I decorated my room with framed portraits of my musical gods, and Antoine, who was as clever as a monkey with his fingers (not a very good simile, by-the-way, since monkeys only destroy) made endless little useful things—amongst others a net with which, in spring-time, he caught quails at Montrouge, to vary our Spartan fare.
But the humour of the whole situation lay in the fact that, although I was out every evening at the theatre, Antoine never guessed—during the whole time we lived together—that I had the ill-luck to tread the boards and, not being exactly proud of my position, I did not see the force of enlightening him. He supposed I was giving lessons at the other end of Paris.

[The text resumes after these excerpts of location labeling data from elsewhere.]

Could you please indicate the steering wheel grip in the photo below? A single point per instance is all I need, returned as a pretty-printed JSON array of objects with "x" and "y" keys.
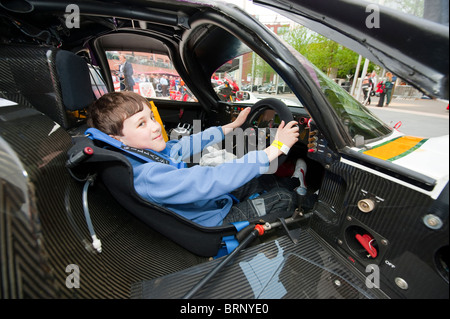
[{"x": 275, "y": 104}]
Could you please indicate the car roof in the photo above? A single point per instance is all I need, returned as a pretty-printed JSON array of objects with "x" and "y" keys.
[{"x": 413, "y": 48}]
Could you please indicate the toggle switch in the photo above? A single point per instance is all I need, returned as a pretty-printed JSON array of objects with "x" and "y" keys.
[{"x": 367, "y": 242}]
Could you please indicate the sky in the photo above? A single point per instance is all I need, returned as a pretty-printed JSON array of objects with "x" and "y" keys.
[{"x": 264, "y": 15}]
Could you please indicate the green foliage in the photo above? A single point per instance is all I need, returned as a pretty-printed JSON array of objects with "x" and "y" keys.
[{"x": 322, "y": 52}]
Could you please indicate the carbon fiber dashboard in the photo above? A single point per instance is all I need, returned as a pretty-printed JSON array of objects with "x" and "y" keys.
[{"x": 278, "y": 269}]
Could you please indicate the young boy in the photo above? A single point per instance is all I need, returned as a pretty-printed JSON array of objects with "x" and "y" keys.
[{"x": 203, "y": 194}]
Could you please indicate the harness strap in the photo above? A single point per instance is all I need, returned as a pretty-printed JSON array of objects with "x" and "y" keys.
[
  {"x": 143, "y": 154},
  {"x": 229, "y": 243}
]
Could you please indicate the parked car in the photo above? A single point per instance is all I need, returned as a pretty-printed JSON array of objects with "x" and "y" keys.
[{"x": 374, "y": 221}]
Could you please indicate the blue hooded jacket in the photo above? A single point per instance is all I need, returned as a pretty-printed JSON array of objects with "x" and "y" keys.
[{"x": 198, "y": 193}]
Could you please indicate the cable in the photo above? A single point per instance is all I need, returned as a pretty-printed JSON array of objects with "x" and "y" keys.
[{"x": 96, "y": 243}]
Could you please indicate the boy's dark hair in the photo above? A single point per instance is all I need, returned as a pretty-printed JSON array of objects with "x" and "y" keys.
[{"x": 110, "y": 111}]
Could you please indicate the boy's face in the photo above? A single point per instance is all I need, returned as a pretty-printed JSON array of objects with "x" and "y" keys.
[{"x": 142, "y": 131}]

It seems as if his silly pride and mine were about on a par. Yet no; mine was not all foolish vanity. In spite of my parents’ harshness, for nothing in the world would I have given them the intense pain of knowing how I gained my living. So I held my tongue and they only heard of my theatrical career—as did Antoine Charbonnel—some seven or eight years after it ended, through biographical notices in some of the papers.
VIII
FAILURE
It was at this time that I wrote the Francs-Juges and, after it, Waverley. Even then, I was so ignorant of the scope of certain instruments that, having written a solo in D flat for the trombones in the introduction to the Francs-Juges, I got into a sudden panic lest it should be unplayable.
However one of the trombone players at the opera, to whom I showed it, set my mind at rest.